Check out this comparison chart of online networks as they relate to doing business:
http://www.fastpitchnetworking.com/compare.cfm
This says facebook can be accessed without internet on a mobile.
Three points made:
1-no offer) No evidence that an offer was made is *not* strong evidence no offer was made, and is even weaker evidence that no offer would be made for less than the asking price. your analysis is especially flawed because LinkedIn's claims of not being for sale for less than 'a lot more' than a billion would decrease the likelihood of receiving an offer less than 1 billion, because it wouldn't be accepted.
2-going from 100m to 75-100m is hardly 'shrinking considerably'--in fact, it could be the same amount.
3-employee leaving) This is also an extremely flawed argument because it doesn't consider the possibility that he could have been fired or demoted, or he could have received an incredible offer (eg promotion opportunity) elsewhere. Describing that as 'poaching easily' without any supporting evidence is just worthless. Beyond that, one single example hardly constitutes an exodus.
I also don't see a disclosure statement here ('Disclosure: SAI's Chairman, Kevin Ryan, is an investor in TheLadders [one of LinkedIn's competitors].') Just saying.
So, to summarize, your argument is almost completely without merit, and you've managed to leave out a potentially serious conflict of interest. Sloppy.
I suspect that over time subscription will become relatively less important to overall revs and advertising (display and recruitment) more important.
The whole "Valley VCs migrating to Facebook for biz netowrking" storyline fizzled I think. Everyone's still on LinkedIn. They might be on FAcebook too but they use LinkedIn for biz and Facebook for personal/social.
I have no personal dog in this fight/discussion, however as someone who uses LinkedIn regularly, I find it invaluable as a networking tool, but more as a directory. I can see who runs M&A or BD for Company X, and how I might know them.
I've never paid a dime for subscription or InMail or whatever the "spam" feature is called. If I cold call/email I do so via good old POTS or email, never via LinkedIn (except on a few occasions when a mutual connection has asked that I use the service to send an intro).
However I think I'm still a valuable (and probably representative user) in terms of generating page views. The quality of the advertising has definitely increased in the past year, from bottom-feeder network DR to the same branded buys you see on WSJ.com and other premium publishers.
Just my two cents. I think LinkedIn is currently worth somewhere btwn 10-25% of Facebook, depending on who's setting the valuation. I think it will exist in 5 yrs. It's certainly not Pointcast.

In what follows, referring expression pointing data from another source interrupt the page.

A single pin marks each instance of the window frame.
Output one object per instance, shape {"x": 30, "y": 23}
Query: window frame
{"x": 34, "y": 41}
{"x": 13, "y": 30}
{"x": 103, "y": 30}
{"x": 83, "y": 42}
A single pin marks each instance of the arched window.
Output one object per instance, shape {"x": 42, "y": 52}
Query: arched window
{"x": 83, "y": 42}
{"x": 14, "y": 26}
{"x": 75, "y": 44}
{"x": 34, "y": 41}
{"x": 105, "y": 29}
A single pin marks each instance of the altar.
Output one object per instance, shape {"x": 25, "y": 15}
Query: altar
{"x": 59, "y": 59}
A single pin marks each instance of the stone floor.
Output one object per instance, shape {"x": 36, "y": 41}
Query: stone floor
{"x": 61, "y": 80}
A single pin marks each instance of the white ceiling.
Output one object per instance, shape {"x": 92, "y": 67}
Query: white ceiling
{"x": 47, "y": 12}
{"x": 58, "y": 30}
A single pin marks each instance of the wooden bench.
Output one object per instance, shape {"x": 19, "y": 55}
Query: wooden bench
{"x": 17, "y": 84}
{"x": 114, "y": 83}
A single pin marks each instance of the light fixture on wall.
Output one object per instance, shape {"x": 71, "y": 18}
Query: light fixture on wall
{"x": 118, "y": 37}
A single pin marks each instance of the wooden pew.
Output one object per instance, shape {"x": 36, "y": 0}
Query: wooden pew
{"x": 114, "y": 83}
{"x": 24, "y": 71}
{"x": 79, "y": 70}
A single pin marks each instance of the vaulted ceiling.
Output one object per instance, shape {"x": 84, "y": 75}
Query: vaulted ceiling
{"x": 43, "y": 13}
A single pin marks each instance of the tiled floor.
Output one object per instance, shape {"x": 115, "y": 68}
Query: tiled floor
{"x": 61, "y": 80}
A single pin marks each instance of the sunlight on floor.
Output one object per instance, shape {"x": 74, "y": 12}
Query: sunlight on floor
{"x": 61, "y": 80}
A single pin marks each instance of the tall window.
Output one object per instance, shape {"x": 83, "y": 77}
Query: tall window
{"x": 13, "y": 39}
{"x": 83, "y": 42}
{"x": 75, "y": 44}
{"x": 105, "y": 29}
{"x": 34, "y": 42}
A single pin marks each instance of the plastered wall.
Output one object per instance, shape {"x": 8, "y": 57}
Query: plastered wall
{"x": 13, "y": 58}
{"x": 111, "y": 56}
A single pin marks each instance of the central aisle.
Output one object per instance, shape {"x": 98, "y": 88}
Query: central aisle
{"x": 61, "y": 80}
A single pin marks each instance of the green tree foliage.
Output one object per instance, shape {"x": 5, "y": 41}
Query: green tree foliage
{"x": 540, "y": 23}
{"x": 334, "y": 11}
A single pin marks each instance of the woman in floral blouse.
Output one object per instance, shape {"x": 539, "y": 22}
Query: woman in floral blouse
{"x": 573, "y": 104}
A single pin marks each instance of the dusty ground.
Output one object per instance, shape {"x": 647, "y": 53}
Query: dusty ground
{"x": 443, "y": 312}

The fundamental problem is that their business model is based on paid spam. Rather than work your network of connections, you can buy "spam credits" which allow you to directly email someone. Wouldn't you quit if membership meant you'd start receiving large quantities of spam? I've yet to find a professional, other than sales people or recruiters, who have stuck with it. Put me down as a skeptic that any of these social networks will find a place in the business world. I believe you are seeing the Pointcast of our day.